Objective:
- Validate model stability using cross-validation
- Optimize model performance using hyperparameter tuning
- Compare baseline vs tuned models
- Check for overfitting

Models:
- Logistic Regression
- Random Forest

Target
- BlueWins


In [1]:
import pandas as pd
import numpy as np
import joblib

from sklearn.model_selection import cross_val_score, GridSearchCV
from sklearn.metrics import accuracy_score, classification_report


In [2]:
# load data and models
x_train = pd.read_csv('../data/processed/x_train.csv')
y_train = pd.read_csv('../data/processed/y_train.csv').squeeze() # ensures target is 1D

logreg_model = joblib.load('../models/logistic_regression.pkl')
rf_model = joblib.load('../models/random_forest.pkl')


In [3]:
# cross-validation LR
lr_cv_scores = cross_val_score(logreg_model, x_train, y_train, cv=5, scoring='accuracy')

print("Logistic Regression CV Scores:", lr_cv_scores)
print("Mean Accuracy:", lr_cv_scores.mean())
print("Std Dev:", lr_cv_scores.std())

Logistic Regression CV Scores: [0.95833758 0.95979763 0.95837153 0.95925435 0.95731894]
Mean Accuracy: 0.9586160062476656
Std Dev: 0.0008512817527055732


In [4]:
# cross-validation RF
rf_cv_scores = cross_val_score(rf_model, x_train, y_train, cv=5, scoring='accuracy')

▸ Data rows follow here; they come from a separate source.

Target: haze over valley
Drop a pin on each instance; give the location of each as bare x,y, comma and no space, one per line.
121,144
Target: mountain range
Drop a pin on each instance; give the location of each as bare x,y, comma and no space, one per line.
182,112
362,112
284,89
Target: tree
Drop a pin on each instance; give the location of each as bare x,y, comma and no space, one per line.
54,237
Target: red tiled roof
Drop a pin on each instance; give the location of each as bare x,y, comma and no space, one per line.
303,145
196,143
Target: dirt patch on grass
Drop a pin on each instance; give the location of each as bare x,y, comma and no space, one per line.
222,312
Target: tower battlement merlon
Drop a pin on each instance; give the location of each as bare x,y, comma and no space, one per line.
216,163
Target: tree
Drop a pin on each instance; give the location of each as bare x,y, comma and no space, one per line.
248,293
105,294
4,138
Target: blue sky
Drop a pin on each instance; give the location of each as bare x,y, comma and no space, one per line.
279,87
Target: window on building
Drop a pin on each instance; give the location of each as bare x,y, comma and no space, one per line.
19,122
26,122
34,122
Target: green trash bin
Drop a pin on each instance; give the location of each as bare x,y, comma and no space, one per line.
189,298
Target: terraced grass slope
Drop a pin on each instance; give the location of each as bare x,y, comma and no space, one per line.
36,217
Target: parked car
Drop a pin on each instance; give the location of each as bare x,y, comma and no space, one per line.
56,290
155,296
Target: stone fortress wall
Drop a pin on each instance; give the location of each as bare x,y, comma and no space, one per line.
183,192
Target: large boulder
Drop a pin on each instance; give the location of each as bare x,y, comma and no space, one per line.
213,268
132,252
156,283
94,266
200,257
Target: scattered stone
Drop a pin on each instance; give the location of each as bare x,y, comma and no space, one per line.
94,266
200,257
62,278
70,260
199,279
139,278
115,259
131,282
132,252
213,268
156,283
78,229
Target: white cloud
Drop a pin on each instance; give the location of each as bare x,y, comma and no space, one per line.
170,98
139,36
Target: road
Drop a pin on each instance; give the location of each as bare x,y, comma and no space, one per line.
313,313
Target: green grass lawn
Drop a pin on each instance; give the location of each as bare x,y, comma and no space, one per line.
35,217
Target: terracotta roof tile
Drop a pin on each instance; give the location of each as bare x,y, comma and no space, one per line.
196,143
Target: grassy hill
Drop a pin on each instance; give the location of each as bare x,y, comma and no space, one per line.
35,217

print("\nRandom Forest CV Scores:", rf_cv_scores)
print("Mean Accuracy:", rf_cv_scores.mean())
print("Std Dev:", rf_cv_scores.std())


Random Forest CV Scores: [0.95942413 0.95793012 0.96023904 0.96006927 0.95898272]
Mean Accuracy: 0.959329055040576
Std Dev: 0.0008321050461439898


- Cross-validation evaluates model performance across multiple data splits
- Low standard deviation indicates stable model performance
- Similar mean scores suggest comparable model effectiveness

In [None]:
# Hyperparameter tuning - RF
# Hyperparameter tuning is used to optimize model performance by systematically searching for the best combination of parameters using cross-validation

param_grid = {
    'n_estimators': [100, 200],
    'max_depth': [None, 10, 20],
    'min_samples_split': [2, 5],
    'min_samples_leaf': [1, 2]
}

grid_search = GridSearchCV(
    estimator=rf_model,
    param_grid=param_grid,
    cv=5,
    scoring='accuracy',
    n_jobs=-1,
    verbose=2
)

grid_search.fit(x_train, y_train)

Fitting 5 folds for each of 24 candidates, totalling 120 fits


In [None]:
print("Best Parameters:", grid_search.best_params_)
print("Best CV Score:", grid_search.best_score_)

In [None]:
# evaluation of the model
best_rf = grid_search.best_estimator_

y_pred_train = best_rf.predict(x_train)

print("Train Accuracy:", accuracy_score(y_train, y_pred_train))
print(classification_report(y_train, y_pred_train))


In [None]:
# compares original model vs model after hyperparameter tuning
baseline_score = rf_cv_scores.mean()
tuned_score = grid_search.best_score_

print(f"Baseline RF CV Score: {baseline_score:.4f}")
print(f"Tuned RF CV Score: {tuned_score:.4f}")


In [None]:
# checks for overfitting 
train_score = best_rf.score(x_train, y_train)
cv_score = grid_search.best_score_

print("Train Accuracy:", train_score) # how well model fits training data
print("Cross-Validation Accuracy:", cv_score) # how well model generalizes (new data)


In [None]:
joblib.dump(best_rf, '../models/random_forest_tuned.pkl')


In [None]:
results = pd.DataFrame({
    "Model": ["Logistic Regression", "Random Forest (Baseline)", "Random Forest (Tuned)"],
    "CV Accuracy": [
        lr_cv_scores.mean(),
        rf_cv_scores.mean(),
        grid_search.best_score_
    ]
})

results

We validated and optimized models using cross-validation and hyperparameter tuning. Though we only tuned RF, as it's more likely to benefit from the optimization. Going forward, we will be using the optimized Random forest model.